Cincinnati City Council just passed an ordinance requiring mandatory mask-wearing throughout the city. You probably have questions.
When does the ordinance take effect?
Where do I have to wear a mask?
Indoors in public or congregate settings, including government buildings, retail stores and on public transportation.
What happens if I see someone without a mask?
Councilman Greg Landsman encouraged anyone with concerns about mask-wearing to contact the Cincinnati Health Department at 513-357-7200.
Multiple members of council repeatedly emphasized that police should not be the first group called to respond, although they would be available to assist the health department if necessary.
What happens if I am the one seen without a mask?
The health department should give you the opportunity to accept one from them, according to the ordinance. You will not be penalized if you agree to wear a mask in this situation.
“We have a scenario where we are passing out way more masks than tickets,” Landsman said. “That’s our goal.”
If you continue to refuse, you will receive a $25 fine.
Is anyone exempt?
Several groups are exempt, including:
- Children under the age of 6
- Restaurant patrons while eating or drinking
- Gym patrons while exercising
- Students, teachers and school staff while on school grounds
- Employees who cannot safely perform their duties while masked
- People who cannot wear a mask because of a health condition, whether mental or physical
Where can I get a mask if I don’t have one already?
According to Councilwoman Jan-Michele Lemon Kearney, the nonprofit Center for Closing the Health Gap has collected masks for free distribution. Anyone interested in getting one should contact the group.
The Cincinnati USA Regional Chamber is also working with some local businesses to hand out "Restart Kits," which have masks and hand sanitizer in them. The kits are free.
Who voted for this?
Council passed the ordinance by a vote of 7-2. Members Greg Landsman, David Mann, Chris Seelbach, P.G. Sittenfeld, Christopher Smitherman, Wendell Young and Jan-Michele Lemon Kearney all voted yes.
Members Jeff Pastor and Betsy Sundermann voted no.
Why is Council doing this?
“No one likes wearing masks,” Lemon Kearney said Friday. “It’s irritating to me, but it’s a minor inconvenience, but we’re talking about saving lives — not just yours, but people around you.”

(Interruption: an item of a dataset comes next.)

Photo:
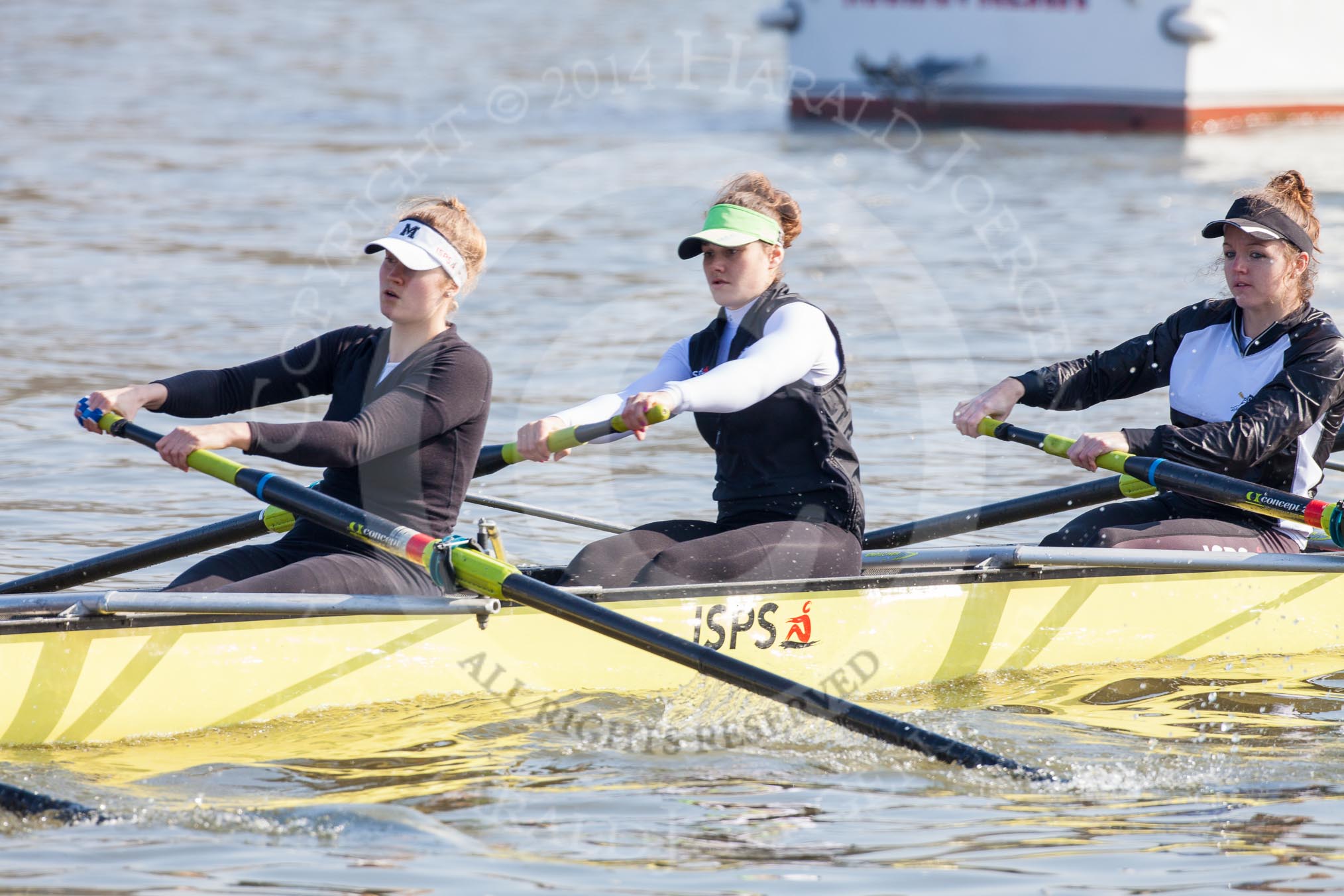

Hamilton County is among seven “red alert” counties characterized by the Ohio Department of Health as exhibiting "very high exposure and spread" of COVID-19. The county has seen its number of new daily cases triple in recent weeks, helping to drive Ohio toward some of its highest-ever daily diagnosis totals.
Before Friday's vote, public health advocates — including Cincinnati health commissioner Melba Moore and Dr. Phil Lichtenstein, a pediatrician who serves as chairman of the Cincinnati Board of Health — testified that implementing a mandatory mask requirement could dramatically reduce the level at which the virus spreads. The result would be a healthier population, Moore said, and fewer stumbling blocks on the road to keeping the state's economy functioning without further shutdowns.
The cities of Dayton and Columbus, also located in "red alert counties," passed their own mask laws on Wednesday and Thursday, respectively.